If you wanted to keep the prefix, but just remove the 'Re: ', then
change the second option like the example below:
> --title-re='([^•]+ • )?(Re: )?(.*)' --title-sub='\1\3'
And the modified title will now be
Modified title:
> Tutorials and videos • Part design Tutorials and much more ...
Either of the above two examples can be helpfull for modifying a feed
for a forum so that you can sort the entries by title (headline) so
all posts and their responses are groups together.
### --add-date-to-title
Just grouping all related posts together is helpfull, but you probably
want to display them in the order they were created. If you happen to
have a feed reader that can sort on titles with a secondary sort on
the date, then you are all set. But if you can only do one sort
(title), the posts may be in the wrong order. This is where the
--add-date-to-title option comes in.
It does pretty much what it says. It appends the posting's date to
the end of the title after a bunch of spaces. All the spaces are just
to hide the date string. The date aids in sorting. Now when you sort
on the title, the entries will implicitly have a secondary sort on the
date due to its inclusion in the titles.
### --add-posts
For each entry, it attempts to download a topic-specific rss or atom
feed and adds each entry in place of the original entry. This is
usefull for sites whos forum feed only shows the topics (first post)

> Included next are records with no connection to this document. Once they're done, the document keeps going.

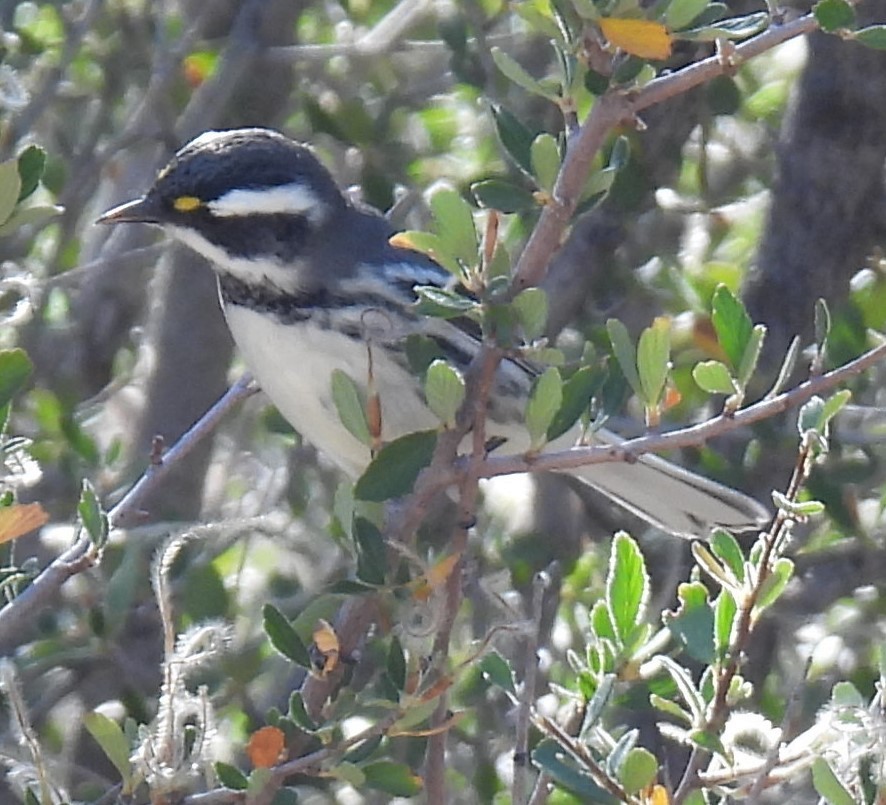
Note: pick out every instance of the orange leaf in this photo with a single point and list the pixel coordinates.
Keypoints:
(658, 796)
(643, 38)
(434, 578)
(20, 518)
(326, 641)
(265, 747)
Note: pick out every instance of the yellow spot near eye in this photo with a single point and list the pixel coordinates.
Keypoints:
(187, 203)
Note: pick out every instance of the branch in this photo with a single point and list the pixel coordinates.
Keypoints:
(82, 554)
(691, 436)
(611, 110)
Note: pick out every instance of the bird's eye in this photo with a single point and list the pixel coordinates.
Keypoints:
(187, 203)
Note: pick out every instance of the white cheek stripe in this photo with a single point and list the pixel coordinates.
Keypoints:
(285, 199)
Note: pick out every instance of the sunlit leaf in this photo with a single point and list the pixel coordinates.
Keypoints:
(444, 391)
(682, 12)
(828, 785)
(265, 747)
(10, 188)
(393, 471)
(113, 742)
(455, 225)
(638, 770)
(351, 406)
(19, 519)
(832, 15)
(543, 404)
(644, 38)
(283, 637)
(545, 156)
(531, 306)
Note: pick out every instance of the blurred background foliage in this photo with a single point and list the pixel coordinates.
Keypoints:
(769, 180)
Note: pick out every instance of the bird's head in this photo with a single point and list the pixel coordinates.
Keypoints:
(251, 201)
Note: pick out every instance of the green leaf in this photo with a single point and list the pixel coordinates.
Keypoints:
(714, 377)
(874, 36)
(725, 546)
(298, 712)
(599, 183)
(363, 750)
(712, 566)
(653, 359)
(828, 785)
(531, 307)
(283, 637)
(396, 664)
(396, 779)
(444, 391)
(441, 303)
(91, 515)
(418, 712)
(497, 671)
(558, 763)
(834, 14)
(433, 246)
(625, 354)
(455, 225)
(578, 392)
(688, 692)
(711, 743)
(515, 72)
(506, 197)
(725, 610)
(28, 216)
(371, 552)
(545, 156)
(515, 138)
(15, 369)
(627, 587)
(821, 321)
(670, 708)
(638, 770)
(114, 744)
(834, 404)
(810, 416)
(230, 776)
(31, 163)
(751, 356)
(731, 323)
(682, 12)
(775, 582)
(392, 473)
(733, 28)
(693, 623)
(10, 188)
(542, 406)
(351, 407)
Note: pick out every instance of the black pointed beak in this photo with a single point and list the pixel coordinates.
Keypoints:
(141, 210)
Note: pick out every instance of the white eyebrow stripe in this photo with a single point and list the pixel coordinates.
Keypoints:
(286, 199)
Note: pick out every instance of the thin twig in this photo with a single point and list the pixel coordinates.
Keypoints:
(541, 583)
(82, 555)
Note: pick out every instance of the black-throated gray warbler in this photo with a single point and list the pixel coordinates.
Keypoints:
(310, 283)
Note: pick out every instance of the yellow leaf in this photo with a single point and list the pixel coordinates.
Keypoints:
(434, 578)
(326, 641)
(658, 796)
(643, 38)
(20, 518)
(265, 747)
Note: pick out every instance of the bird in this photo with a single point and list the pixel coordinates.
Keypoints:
(311, 281)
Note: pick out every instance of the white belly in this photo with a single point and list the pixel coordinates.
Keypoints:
(294, 365)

and not any replies. Note that this option won't work on many sites
due to having to parse web pages. Raise issue for any site that
doesn't seem to work. Titles on additional posts fetched will all
be taken from the original entry.
### --auto-links
In the content sections, anything that looks like a URL but is not already
an HTML link, will be made into a link.
### --output-fmt
Value can be either 'atom' (default), 'rss', or 'summary'. The
'summary' options just prints out a few fields in plain text format.
Used primary for debugging.
### Others
Run feed-filter with the --help option to see what other options
are available.
# Installation
This [package](https://pypi.org/project/feedfilter/) is on [PyPI.org](https://pypi.org/), so just install with pip or pipx like
```
pipx install feedfilter
```
# Development setup
It is recommended that you do any development in a virtual
environment. If you use direnv, a .envrc file is provided. You
should always look it over before allowing it to be used.
poetry is required. You can install it in your virtual enviroment
for this project via ```pip install poetry``` or alternatively via
```
pipx install poetry
```
Once that is installed, just run
```
make install-requirements
or
poetry install
```
To run feed-filter in development, you should be able to just run
```
feed-filter <args>
```
## Building
To create a build (sdist, wheel) run the following
```
make build
```
Results will be in the dist/ directory.
# Licensing
This project is licensed under the GNU GPL version 3 or later. See the
LICENSE file in the top-level directory.